Justiça determina bloqueio de R$ 1 mi de dona de grifes nacionais por trabalho escravo


Por: SINAIT
Edição: SINAIT
19/11/2013



A Justiça do Trabalho determinou o bloqueio de R$ 1 milhão da M5 Têxtil, dona das grifes M.Officer e Carlos Miele. A decisão pronunciada em caráter liminar foi pedida pelo Ministério Público do Trabalho - MPT e aconteceu após operação realizada por Auditores-Fiscais da Superintendência Regional do Trabalho e Emprego de São Paulo – SRTE/SP, no dia 13 de novembro, em que houve o resgate de um casal de bolivianos. Eles foram encontrados laborando em condições análogas às de escravo, em confecção no bairro do Bom Retiro, na região central de São Paulo.


O casal foi encontrado em condições precárias e estava produzindo peças da M.Officer. A empresa, ao ser informada, não reconheceu a responsabilidade pelos trabalhadores e se negou a firmar acordo.


Na ação ajuizada, o pedido de bloqueio é para que o pagamento dos direitos trabalhistas e para que a manutenção dos bolivianos em território brasileiro até que a regularização da situação sejam assegurados.


Decisão


Como a decisão foi emitida durante o feriado de 15 de novembro, o mérito da questão ainda será avaliado pelo juiz da Comarca responsável pela ação. Helder Bianchi Ferreira de Carvalho, juiz de plantão que recebeu o caso, determinou por meio da liminar que a M5 Têxtil transfira os trabalhadores flagrados e familiares deles para um hotel ou outro local que atenda às normas de saúde e segurança, sob pena de multa diária de R$ 50 mil. A empresa também deverá pagar R$ 5 mil a cada trabalhador resgatado, a fim de garantir verbas rescisórias e “eventuais despesas de retorno”.


Bolivianos


O casal de bolivianos vivia com seus dois filhos no espaço da confecção. A casa onde estava instalada a oficina não possuía condições de higiene e não tinha local para alimentação, consequentemente, a família comia em cima da cama. Os quatro ainda tinham que dividir a cama de casal.


Irregularidades


Os Auditores-Fiscais do Trabalho observaram que o local da confecção era muito perigoso, uma vez que, as instalações elétricas estavam irregulares e não havia extintores de incêndio, apesar do manuseio de material inflamável, e também ausência de Equipamentos de Proteção Individual.

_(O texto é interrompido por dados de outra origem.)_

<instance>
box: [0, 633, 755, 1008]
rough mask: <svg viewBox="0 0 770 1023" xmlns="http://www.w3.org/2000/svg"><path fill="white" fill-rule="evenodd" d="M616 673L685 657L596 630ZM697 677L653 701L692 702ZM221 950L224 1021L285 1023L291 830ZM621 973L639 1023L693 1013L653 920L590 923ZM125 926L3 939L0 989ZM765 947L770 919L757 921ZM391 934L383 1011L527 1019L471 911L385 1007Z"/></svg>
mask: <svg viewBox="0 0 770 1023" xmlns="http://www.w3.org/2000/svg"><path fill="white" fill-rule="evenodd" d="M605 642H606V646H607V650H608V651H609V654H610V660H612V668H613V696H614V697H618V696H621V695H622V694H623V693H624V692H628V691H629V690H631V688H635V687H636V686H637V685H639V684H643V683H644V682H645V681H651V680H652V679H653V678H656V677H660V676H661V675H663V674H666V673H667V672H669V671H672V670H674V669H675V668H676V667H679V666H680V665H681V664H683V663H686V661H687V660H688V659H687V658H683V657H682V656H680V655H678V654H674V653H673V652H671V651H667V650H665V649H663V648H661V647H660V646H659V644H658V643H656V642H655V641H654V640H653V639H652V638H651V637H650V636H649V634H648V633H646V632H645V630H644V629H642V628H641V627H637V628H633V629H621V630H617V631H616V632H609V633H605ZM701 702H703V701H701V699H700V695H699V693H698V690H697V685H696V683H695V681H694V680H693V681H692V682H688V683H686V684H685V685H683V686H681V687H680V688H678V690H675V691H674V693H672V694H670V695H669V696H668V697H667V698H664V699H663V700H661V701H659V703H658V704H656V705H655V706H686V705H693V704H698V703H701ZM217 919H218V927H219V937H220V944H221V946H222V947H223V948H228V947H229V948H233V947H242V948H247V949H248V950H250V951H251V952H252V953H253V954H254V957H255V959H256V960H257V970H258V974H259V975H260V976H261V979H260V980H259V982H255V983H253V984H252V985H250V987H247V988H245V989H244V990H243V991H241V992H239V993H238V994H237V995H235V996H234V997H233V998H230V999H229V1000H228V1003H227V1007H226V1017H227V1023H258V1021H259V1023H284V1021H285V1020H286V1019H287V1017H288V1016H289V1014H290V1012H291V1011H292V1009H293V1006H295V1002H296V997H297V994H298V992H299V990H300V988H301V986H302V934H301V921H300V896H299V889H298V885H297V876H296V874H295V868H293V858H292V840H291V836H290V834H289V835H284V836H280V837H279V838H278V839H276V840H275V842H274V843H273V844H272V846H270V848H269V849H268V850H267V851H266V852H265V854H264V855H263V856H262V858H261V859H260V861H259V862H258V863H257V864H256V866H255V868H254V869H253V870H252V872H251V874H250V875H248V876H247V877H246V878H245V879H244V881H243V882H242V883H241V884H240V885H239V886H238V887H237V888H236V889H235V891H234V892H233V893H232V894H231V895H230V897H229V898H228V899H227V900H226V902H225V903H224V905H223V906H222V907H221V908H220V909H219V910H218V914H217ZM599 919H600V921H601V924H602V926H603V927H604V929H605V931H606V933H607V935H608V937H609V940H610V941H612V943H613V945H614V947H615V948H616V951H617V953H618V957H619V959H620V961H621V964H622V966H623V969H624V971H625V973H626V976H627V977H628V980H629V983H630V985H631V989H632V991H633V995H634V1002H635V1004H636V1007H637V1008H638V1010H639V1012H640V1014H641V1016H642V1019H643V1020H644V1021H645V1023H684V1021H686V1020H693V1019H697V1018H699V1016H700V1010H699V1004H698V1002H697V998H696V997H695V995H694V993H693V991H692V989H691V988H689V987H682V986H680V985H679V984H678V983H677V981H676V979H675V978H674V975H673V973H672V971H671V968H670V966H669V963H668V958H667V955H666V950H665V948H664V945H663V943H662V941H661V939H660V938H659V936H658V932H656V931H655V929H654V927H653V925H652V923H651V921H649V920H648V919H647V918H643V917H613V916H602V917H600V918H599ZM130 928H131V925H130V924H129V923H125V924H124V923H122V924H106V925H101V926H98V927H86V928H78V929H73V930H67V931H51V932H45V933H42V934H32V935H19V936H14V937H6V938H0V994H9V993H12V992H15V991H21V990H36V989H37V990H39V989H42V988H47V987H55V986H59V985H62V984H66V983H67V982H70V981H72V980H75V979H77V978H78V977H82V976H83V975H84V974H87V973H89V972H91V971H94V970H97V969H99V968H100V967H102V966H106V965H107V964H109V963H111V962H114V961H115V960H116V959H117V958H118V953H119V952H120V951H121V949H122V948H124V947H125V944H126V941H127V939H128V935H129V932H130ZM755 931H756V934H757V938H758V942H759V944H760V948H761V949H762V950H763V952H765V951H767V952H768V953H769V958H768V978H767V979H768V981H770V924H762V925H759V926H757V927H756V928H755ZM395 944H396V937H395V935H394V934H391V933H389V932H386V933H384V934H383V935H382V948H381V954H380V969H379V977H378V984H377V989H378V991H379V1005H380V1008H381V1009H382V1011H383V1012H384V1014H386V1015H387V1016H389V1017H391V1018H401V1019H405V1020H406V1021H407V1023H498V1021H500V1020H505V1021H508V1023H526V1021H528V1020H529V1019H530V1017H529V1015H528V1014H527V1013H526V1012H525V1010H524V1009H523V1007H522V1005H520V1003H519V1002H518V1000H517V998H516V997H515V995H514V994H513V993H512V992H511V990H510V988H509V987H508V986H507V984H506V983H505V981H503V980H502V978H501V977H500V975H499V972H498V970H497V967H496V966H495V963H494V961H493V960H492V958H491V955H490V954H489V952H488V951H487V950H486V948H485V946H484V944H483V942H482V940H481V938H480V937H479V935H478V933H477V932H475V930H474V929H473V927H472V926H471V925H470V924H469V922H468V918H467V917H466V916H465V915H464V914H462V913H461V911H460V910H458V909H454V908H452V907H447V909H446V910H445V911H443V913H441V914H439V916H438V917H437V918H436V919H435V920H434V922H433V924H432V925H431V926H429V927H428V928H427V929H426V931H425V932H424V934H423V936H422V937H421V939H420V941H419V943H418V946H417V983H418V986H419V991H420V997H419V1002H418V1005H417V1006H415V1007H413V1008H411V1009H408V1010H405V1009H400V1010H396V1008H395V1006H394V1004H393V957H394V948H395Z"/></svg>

Por meio de relatos, os bolivianos informaram que pagavam todas as despesas da casa, como água, luz, produtos de limpeza e de higiene pessoal. Ainda, segundo entrevista, havia desconto no salário, e a peça produzida valia R$ 7. Eles afirmaram que costuravam para a M.Officer há sete meses.


Na avaliação dos Auditores-Fiscais da SRTE/SP, a M5 Têxtil é a empregadora direta dos trabalhadores flagrados e tem responsabilidade solidária pela cadeia produtiva, conforme a legislação vigente. Por isso, a SRTE/SP e o MPT propuseram a assinatura de um Termo de Ajuste de Conduta - TAC, o pagamento das verbas rescisórias e registro na Carteira de Trabalho para solucionar o problema extrajudicialmente. A M5 Têxtil, alegando que não tinha responsabilidade pelos trabalhadores, se recusou a assinar o acordo, o que motivou a ação cautelar movida pelo MPT.


De acordo com a SRTE/SP, a empresa foi notificada a comparecer no dia 25 de novembro para comprovar a formalização, a rescisão e a quitação dos contratos de trabalho com o casal de bolivianos.


Nota


Por nota enviada a Repórter Brasil, a M5 Têxtil informou que a empresa foi surpreendida com a notícia de “trabalhadores em condições irregulares”, atuando para terceiros ligados a um fornecedor e, portanto, não pode se responsabilizar por fraude ou dolo praticados por esses terceiros. A nota comunica ainda que a empresa está tomando as medidas judiciais contra os responsáveis e a M5 Têxtil trabalhará em conjunto com a SRTE/SP e o MPT para esclarecer os fatos.


Com informações da ONG Repórter Brasil.